Quando Alfredo se casou, convidou Juvenal para padrinho e aí ele percebeu que a mulher do seu melhor amigo vivia arrastando suas asas para ele. Em nome da amizade, ele sempre desconversava quando a garota lhe vinha com indiretas. Até que um dia, ele estava no trabalho e recebeu um telefonema dela:
– O Alfredo viajou e eu estou aqui em casa, na beira na piscina… me sentindo tão solitária… por que você não vem me fazer companhia?
Lealdade tem limites. Juvenal resolveu aceitar o convite. Chegando lá, encontrou a porta aberta e foi entrando.

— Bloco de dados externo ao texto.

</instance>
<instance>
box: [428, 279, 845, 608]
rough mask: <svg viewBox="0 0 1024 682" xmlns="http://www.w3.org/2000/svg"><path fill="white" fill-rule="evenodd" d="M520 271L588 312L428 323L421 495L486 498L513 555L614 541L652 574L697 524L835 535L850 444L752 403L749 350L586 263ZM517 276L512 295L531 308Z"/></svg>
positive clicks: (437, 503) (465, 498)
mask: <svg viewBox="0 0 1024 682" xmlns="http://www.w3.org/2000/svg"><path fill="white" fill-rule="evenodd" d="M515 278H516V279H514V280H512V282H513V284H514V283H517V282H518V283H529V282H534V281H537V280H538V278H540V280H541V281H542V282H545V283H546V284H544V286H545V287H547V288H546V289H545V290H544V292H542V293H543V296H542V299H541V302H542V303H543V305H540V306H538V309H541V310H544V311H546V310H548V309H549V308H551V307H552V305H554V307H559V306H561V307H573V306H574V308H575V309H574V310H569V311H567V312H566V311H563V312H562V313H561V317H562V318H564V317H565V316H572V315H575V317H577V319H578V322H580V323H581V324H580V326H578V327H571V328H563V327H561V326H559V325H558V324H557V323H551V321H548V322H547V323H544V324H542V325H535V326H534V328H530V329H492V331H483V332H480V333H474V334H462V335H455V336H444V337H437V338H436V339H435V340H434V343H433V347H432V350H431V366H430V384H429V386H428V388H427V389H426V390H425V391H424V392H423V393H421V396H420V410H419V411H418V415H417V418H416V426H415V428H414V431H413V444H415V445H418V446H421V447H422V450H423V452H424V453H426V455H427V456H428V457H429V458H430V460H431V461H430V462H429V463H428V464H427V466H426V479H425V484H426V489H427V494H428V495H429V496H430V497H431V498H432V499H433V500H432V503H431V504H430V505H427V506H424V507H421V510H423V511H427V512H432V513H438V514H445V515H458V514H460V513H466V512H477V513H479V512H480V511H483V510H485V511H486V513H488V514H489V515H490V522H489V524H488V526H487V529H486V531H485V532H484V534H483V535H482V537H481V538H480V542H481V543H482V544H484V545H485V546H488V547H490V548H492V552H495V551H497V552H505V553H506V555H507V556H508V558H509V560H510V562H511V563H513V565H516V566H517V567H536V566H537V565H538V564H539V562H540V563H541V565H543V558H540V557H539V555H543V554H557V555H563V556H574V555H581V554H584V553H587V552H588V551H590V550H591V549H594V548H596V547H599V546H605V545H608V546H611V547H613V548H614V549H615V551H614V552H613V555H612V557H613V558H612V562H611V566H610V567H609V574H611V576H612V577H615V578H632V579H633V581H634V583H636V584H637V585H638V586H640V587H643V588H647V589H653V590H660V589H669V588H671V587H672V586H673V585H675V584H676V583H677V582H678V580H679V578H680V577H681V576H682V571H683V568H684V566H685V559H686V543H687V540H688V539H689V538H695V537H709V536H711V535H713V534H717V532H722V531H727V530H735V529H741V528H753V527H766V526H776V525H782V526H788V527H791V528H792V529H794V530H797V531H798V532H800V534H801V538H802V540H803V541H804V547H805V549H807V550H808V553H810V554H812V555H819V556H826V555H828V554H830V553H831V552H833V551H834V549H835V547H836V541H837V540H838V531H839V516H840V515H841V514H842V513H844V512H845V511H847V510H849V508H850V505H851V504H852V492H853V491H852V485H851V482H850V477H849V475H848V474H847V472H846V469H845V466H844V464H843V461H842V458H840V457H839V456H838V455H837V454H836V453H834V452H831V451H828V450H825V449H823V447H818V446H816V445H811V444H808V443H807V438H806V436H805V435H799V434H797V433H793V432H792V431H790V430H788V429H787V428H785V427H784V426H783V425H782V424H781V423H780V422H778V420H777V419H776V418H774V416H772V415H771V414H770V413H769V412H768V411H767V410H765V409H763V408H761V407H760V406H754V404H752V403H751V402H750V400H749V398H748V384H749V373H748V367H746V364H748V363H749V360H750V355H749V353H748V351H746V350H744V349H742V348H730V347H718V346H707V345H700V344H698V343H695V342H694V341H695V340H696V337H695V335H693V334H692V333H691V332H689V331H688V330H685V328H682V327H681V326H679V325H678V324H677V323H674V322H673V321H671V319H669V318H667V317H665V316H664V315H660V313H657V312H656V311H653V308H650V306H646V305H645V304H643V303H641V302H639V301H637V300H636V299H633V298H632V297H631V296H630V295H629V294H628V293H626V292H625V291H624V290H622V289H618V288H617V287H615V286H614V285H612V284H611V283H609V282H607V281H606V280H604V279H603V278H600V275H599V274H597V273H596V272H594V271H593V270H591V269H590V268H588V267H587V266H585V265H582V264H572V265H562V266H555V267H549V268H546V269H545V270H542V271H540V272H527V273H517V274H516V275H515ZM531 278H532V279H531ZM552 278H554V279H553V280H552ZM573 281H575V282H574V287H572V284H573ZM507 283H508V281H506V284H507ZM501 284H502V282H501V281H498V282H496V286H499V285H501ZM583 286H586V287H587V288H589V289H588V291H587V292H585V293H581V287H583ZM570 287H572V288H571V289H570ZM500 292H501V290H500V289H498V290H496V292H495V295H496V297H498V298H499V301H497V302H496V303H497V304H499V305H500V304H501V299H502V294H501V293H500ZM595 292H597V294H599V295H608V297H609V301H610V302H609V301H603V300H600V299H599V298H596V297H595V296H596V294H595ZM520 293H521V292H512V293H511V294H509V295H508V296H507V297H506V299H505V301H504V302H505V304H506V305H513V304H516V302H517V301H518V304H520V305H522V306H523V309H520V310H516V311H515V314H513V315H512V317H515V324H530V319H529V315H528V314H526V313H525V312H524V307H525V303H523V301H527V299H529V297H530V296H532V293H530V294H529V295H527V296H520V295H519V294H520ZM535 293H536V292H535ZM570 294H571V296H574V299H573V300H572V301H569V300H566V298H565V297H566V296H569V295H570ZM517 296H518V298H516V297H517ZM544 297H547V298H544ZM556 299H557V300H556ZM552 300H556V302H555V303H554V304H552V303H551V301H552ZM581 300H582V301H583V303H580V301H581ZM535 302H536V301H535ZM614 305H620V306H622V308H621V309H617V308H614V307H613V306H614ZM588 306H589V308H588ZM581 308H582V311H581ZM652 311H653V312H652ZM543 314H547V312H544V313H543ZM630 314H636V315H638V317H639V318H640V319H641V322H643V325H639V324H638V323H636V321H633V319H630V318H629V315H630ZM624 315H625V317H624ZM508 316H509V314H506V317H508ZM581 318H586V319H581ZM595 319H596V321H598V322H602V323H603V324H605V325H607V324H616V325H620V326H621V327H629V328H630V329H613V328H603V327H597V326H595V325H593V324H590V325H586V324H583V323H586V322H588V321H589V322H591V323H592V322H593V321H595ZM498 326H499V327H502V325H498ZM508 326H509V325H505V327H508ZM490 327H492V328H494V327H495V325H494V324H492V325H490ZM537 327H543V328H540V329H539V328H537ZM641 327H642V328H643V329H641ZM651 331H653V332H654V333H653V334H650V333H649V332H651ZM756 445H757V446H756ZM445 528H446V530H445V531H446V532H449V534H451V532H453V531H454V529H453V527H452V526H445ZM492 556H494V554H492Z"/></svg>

Andou pela casa inteira e não encontrou ninguém. Ao chegar na suíte, ouviu o ruído da água do chuveiro. Tirou a roupa e deitou-se na cama, aguardando ansiosamente a porta do banheiro se abrir.
Alguns minutos depois, a porta se abre e aparece o Alfredo.
– O que é isso Juvenal? O que você está fazendo aí pelado na minha cama?
E ele, sem perder o rebolado:
– Pois é, rapaz… Sexta-feira, eu estava lá no escritório sem nada para fazer, olhei para o relógio, eram duas e quinze da tarde, aí eu pensei: “Quer saber de uma coisa? Vou dar pro Alfredo!”